I'm Catholic but I have a great respect for and interest in Eastern Orthodoxy. I almost became Orthodox when I was converting out of protestantism but I became Catholic for reasons of convenience. Treat this question as one from a sincere seeker.
I had a few questions which protestants simply could not answer. For example
"Two or more protestants claim to have the Holy Spirit. They all go and interpret a given passage of scripture. They all come up with different and conflicting conclusions. How do you go about determining which one of them has the correct interpretation, if any of them do?"
Every protestant I've ever posed that question to has completely fumbled in response. They seem to misunderstand or not even recognise the fundamental problem which I'm posing. They fail to put themselves into the thought experiment and so fail to realise that THEY are the protestant with the conflicting interpretation. Some of them will espouse some nonsense about how "whoever agrees with scripture the most is correct", which is just begging the question. Some of them will be totally tribalistic and just assume that their interpretation is correct and anyone who disagrees is wrong: They don't seem to recognise that they are "playing pope", and so never get around to asking that crucial question "What gives me the authority?"
In any case protestants invariably end up completely failing to provide a compelling response to this question, which drives me away from protestantism and towards apostolic Christianity, which DOES have an answer to the question: ie, look to the dogmatic, holy tradition of the church; a church which can be identified by the apostolic succession of bishops. Anything which has been defined within this tradition is indisputable truth. Anything that it doesn't talk about is open to further interpretation and speculation until the church magisterium dogmatically rules otherwise.
The problem now is that there are multiple competing strands of apostolic tradition. How can I tell which one is the 100% correct, "Holy" tradition? And it is to this question that I have not yet heard a compelling response from anyone save the Catholic church.
I'll put it in a thought experiment again: Imagine that there is only one united church. However some theological dispute arises and splits the bishops down the middle: half of them are for the proposition in question and half of them are against. Each half anathematises the other half. How do you determine which half represents the true tradition and the true church?
From what I've gathered reading Orthodox blogs online, the Orthodox response is similar to the protestant response in the previous thought experiment. Orthodox will say "look at the church fathers, look at history, look at the bible. See how what we do matches up with that stuff more closely than anyone else. We must be correct!" But the thing is, the Catholics say exactly the same thing, as do the Oriental Orthodox, and the Church of the East. All of whom have valid apostolic succession and sacraments. How can you differentiate between these claims? Something else is needed.
In Catholicism this is where the crucial role of the Pope comes in. The Pope is that objective focal point for the entire church and the entire tradition. In the thought experiment just described, the Catholic solution is to side with the half of the bishops that are in communion with the Pope, and the other half are excluded from the church.
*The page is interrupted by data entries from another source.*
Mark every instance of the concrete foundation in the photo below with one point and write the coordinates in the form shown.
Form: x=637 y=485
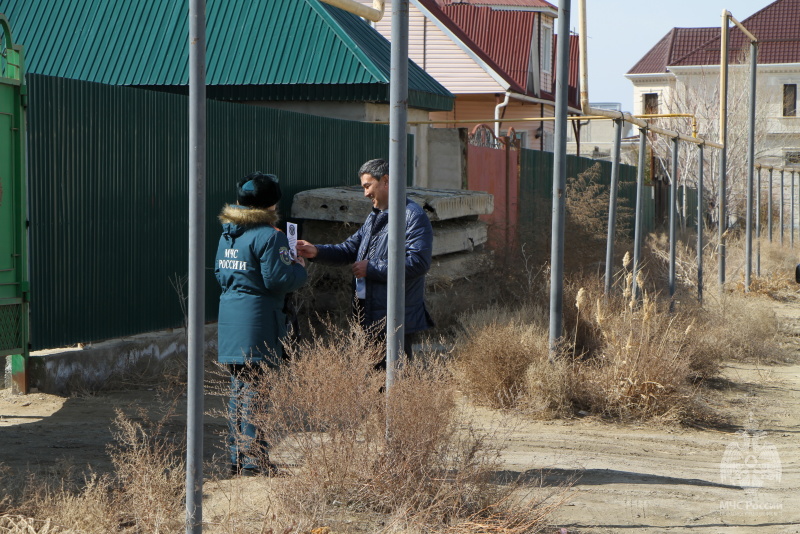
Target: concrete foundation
x=96 y=366
x=348 y=204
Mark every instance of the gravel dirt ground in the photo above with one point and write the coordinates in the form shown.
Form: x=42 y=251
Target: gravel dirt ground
x=628 y=478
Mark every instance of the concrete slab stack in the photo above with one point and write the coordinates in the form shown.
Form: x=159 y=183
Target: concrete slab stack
x=334 y=213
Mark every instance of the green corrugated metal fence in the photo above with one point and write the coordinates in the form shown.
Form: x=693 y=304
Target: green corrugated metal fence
x=536 y=186
x=109 y=199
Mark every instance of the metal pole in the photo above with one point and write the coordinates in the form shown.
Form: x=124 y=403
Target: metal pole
x=398 y=151
x=612 y=204
x=673 y=219
x=700 y=221
x=723 y=139
x=559 y=178
x=758 y=223
x=783 y=202
x=637 y=225
x=769 y=207
x=751 y=134
x=196 y=307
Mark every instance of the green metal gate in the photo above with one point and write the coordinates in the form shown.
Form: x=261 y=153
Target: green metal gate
x=14 y=288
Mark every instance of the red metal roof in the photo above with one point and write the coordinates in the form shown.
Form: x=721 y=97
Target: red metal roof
x=540 y=4
x=777 y=27
x=502 y=39
x=676 y=44
x=504 y=36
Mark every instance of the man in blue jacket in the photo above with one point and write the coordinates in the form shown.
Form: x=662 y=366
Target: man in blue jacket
x=368 y=252
x=255 y=270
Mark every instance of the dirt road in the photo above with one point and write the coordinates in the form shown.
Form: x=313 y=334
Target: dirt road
x=641 y=479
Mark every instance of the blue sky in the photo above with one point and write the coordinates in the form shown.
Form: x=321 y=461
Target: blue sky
x=622 y=31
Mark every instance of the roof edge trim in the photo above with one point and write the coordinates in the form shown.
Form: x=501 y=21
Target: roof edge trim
x=346 y=39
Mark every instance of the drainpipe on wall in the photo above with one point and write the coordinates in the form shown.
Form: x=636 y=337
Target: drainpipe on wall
x=627 y=117
x=374 y=13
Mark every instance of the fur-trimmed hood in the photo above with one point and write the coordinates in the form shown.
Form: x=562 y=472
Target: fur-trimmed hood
x=246 y=217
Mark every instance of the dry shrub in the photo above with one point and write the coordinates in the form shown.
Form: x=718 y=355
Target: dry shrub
x=587 y=220
x=144 y=494
x=325 y=414
x=495 y=350
x=644 y=370
x=149 y=475
x=619 y=358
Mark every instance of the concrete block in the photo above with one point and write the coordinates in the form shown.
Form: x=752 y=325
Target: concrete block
x=348 y=204
x=448 y=236
x=458 y=236
x=446 y=269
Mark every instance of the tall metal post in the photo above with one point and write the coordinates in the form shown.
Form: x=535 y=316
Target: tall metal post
x=673 y=218
x=751 y=133
x=398 y=151
x=769 y=207
x=783 y=202
x=637 y=225
x=559 y=178
x=197 y=238
x=723 y=139
x=700 y=223
x=758 y=223
x=612 y=204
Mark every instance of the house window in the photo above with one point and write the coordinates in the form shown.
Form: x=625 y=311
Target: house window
x=650 y=103
x=547 y=49
x=789 y=100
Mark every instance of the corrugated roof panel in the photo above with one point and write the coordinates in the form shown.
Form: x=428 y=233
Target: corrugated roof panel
x=503 y=35
x=775 y=26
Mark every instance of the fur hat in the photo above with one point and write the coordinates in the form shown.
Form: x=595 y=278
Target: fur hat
x=258 y=190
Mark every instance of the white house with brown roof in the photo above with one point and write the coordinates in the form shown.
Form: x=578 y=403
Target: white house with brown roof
x=681 y=74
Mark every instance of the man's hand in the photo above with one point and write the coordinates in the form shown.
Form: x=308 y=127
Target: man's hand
x=306 y=249
x=360 y=268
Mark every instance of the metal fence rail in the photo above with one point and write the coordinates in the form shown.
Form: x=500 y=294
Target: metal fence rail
x=108 y=188
x=536 y=175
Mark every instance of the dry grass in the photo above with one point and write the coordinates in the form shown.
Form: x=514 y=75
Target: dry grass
x=326 y=413
x=144 y=494
x=619 y=358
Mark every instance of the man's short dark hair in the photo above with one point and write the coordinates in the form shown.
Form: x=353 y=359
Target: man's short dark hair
x=258 y=190
x=377 y=168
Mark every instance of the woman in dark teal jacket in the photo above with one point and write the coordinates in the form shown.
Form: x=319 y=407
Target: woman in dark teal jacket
x=255 y=271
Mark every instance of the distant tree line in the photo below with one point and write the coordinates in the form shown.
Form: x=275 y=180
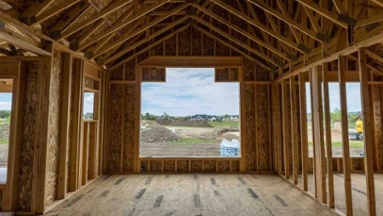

This solves the problem neatly: The Pope is the visible centre to the church, whoever is connected to him is connected to the true church.
What foolproof method do you have for working out who is correct in the event of schism? To bring it even closer to home, imagine for the sake of argument that Eastern Orthodox are correct about Catholics and all the rest being entirely apostate. The Eastern Orthodox Church is the One True Church. But what if then the Eastern Orthodox church is split down the middle over some theological controversy? How do you determine which side of the schism is correct? Both sides are going to be yelling "Heretics!" at each other and both sides are going to be claiming to be correct. What Objectively foolproof way do you have for determining who is right? (similar to the Catholic method of "communion with the Pope"). Remember: Up to this schism both sides were getting along just fine and recognising each other as Eastern Orthodox Christians. All of a sudden all of that changes and lines are drawn in the sand, so how do you work out who is legitimate?